In some ways, Tomlinson is actually a worse bet than Stratton; Stratton's had a good year in the minors, while Tomlinson hasn't. Still, he makes it to the finals because the organization sees something in him they like, and also three finalists is a more dramatic number than two. Delfino is, again, highly thought of by the front office, and he's been a decent hitter and a solid defender, but he hasn't had eye-popping numbers. So while it's possible a hot spring from either of them could win the award, it's not the most likely scenario.

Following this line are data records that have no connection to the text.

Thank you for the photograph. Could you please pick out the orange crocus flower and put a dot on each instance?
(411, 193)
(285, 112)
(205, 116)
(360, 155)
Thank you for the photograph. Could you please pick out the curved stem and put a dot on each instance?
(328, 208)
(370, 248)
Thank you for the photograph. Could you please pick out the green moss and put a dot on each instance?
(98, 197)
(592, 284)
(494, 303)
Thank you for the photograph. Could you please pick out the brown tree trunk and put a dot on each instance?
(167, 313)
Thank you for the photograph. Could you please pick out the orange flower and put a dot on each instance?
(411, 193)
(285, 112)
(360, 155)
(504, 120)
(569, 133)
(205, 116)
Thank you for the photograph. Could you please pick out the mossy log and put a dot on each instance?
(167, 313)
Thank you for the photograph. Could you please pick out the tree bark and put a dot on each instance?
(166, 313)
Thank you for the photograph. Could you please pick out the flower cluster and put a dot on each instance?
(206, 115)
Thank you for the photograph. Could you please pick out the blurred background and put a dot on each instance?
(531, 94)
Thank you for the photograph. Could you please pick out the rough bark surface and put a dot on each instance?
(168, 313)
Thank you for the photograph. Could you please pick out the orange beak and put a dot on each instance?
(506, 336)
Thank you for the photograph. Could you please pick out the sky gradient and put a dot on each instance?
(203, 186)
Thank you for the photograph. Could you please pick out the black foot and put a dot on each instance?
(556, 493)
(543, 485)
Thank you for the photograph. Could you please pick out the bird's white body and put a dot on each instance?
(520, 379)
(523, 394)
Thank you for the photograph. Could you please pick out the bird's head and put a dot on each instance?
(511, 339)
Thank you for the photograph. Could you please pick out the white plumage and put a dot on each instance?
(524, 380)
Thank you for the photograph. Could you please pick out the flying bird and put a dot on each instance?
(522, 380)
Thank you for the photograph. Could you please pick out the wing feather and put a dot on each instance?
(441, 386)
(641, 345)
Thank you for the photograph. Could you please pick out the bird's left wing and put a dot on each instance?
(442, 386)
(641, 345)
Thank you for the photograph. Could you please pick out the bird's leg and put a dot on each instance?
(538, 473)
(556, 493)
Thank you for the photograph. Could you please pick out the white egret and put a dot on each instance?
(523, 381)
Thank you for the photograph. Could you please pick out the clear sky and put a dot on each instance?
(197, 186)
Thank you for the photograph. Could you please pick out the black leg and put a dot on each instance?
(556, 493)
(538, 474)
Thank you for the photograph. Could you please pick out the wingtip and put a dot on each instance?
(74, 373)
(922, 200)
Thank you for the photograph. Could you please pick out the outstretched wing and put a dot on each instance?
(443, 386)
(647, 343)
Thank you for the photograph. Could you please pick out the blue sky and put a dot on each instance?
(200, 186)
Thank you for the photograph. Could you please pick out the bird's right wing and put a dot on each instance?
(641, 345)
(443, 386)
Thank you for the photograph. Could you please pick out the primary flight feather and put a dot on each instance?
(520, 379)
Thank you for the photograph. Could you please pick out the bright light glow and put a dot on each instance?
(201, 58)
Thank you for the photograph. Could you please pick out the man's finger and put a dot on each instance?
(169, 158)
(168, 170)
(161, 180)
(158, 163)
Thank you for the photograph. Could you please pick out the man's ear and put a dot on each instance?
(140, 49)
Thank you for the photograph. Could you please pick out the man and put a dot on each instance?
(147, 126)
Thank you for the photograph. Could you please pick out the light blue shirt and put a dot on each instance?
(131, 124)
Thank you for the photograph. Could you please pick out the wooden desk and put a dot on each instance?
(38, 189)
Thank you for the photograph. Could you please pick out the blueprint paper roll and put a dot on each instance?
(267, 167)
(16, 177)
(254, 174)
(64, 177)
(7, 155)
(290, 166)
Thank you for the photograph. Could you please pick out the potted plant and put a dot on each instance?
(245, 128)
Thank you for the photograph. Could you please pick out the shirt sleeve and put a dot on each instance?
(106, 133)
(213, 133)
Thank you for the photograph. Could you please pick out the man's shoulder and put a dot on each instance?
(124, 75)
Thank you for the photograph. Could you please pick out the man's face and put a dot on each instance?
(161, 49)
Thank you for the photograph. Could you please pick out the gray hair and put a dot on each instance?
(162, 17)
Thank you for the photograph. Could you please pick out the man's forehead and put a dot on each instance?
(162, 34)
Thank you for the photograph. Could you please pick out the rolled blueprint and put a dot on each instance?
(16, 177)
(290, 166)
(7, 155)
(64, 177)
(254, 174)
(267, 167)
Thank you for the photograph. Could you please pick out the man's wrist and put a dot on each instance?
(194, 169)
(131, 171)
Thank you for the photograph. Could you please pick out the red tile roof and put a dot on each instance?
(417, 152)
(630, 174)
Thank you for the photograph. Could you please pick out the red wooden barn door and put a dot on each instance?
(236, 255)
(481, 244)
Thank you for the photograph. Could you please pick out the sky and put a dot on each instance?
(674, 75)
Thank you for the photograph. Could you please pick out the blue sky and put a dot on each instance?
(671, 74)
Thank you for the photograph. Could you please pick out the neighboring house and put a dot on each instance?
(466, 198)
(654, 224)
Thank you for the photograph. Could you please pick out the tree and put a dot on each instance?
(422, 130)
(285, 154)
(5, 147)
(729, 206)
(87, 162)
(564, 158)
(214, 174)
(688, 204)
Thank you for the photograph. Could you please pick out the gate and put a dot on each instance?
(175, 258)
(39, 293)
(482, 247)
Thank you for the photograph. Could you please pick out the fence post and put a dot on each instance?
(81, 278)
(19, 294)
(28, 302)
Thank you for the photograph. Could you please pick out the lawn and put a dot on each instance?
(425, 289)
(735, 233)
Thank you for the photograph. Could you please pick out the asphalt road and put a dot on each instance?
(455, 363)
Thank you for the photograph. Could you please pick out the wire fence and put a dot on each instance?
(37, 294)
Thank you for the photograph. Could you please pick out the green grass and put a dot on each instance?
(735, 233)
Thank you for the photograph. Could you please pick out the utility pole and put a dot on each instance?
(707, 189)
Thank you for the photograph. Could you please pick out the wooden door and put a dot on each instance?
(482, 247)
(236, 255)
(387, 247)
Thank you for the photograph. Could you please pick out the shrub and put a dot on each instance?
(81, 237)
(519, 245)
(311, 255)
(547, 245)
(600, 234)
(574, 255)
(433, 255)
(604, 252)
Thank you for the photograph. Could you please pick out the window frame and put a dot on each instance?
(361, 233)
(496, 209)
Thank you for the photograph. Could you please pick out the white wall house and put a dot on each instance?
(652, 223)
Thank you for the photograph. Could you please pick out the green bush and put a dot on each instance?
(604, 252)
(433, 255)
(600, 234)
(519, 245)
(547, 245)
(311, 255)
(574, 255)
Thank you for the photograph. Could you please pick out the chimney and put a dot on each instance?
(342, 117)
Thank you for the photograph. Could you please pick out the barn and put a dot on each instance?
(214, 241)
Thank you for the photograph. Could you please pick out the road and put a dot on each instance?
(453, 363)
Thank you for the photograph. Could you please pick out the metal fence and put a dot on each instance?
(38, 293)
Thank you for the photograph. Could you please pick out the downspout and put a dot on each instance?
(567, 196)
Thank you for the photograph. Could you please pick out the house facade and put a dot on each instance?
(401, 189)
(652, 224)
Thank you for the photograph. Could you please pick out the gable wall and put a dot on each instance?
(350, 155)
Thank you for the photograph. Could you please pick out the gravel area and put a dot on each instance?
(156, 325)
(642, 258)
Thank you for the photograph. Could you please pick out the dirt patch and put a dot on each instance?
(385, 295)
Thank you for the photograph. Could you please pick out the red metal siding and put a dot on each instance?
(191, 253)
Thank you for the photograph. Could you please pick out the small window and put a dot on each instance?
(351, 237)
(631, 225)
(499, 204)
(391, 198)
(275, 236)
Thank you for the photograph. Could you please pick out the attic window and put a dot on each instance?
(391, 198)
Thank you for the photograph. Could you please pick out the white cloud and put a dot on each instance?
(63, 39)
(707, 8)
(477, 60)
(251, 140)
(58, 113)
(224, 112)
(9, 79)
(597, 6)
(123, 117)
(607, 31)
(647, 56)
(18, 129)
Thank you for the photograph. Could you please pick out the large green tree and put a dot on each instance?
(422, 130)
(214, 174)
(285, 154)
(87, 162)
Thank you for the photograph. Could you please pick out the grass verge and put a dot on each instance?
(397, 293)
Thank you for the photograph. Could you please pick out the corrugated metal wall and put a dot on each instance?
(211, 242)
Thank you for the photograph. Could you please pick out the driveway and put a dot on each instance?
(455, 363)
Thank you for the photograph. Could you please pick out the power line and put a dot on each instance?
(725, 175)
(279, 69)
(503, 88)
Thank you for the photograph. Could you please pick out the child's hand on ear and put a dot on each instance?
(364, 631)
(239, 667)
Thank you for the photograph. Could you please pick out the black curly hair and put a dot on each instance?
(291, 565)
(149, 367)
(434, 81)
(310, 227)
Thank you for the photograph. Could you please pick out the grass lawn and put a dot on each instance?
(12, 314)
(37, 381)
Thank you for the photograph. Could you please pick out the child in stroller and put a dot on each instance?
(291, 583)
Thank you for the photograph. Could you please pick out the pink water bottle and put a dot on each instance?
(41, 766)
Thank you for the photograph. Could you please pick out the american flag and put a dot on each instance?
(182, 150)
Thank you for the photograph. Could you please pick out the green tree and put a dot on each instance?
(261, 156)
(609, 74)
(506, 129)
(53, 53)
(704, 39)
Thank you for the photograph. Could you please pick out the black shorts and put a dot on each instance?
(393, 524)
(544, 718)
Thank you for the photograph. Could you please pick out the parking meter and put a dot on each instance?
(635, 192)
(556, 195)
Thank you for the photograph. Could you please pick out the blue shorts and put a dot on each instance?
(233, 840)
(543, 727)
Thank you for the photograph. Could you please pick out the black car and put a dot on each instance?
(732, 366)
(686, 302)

No, the most likely scenario is Steven Okert. Last year, he dominated the Cal League, then got promoted to Richmond and barely skipped a beat. He was spectacular in the Arizona Fall League, throwing 12 innings with a 0.75 ERA and a 17/1 K/BB ratio, and I have it on good authority that his hair naturally smells like lavender.

Okert is a guy who, assuming he performs well, will be talked about as "a dark horse to make the roster" even though there isn't really any room for him. He even had a Rotographs article written about him last year, so yeah, you know he's good. And since baseball is an incredibly predictable sport, award predictions are meaningful, so he will definitely, undoubtedly, for sure win the 2015 Harry S Jordan Award.

Unless he doesn't, in which case please forget everything about this article.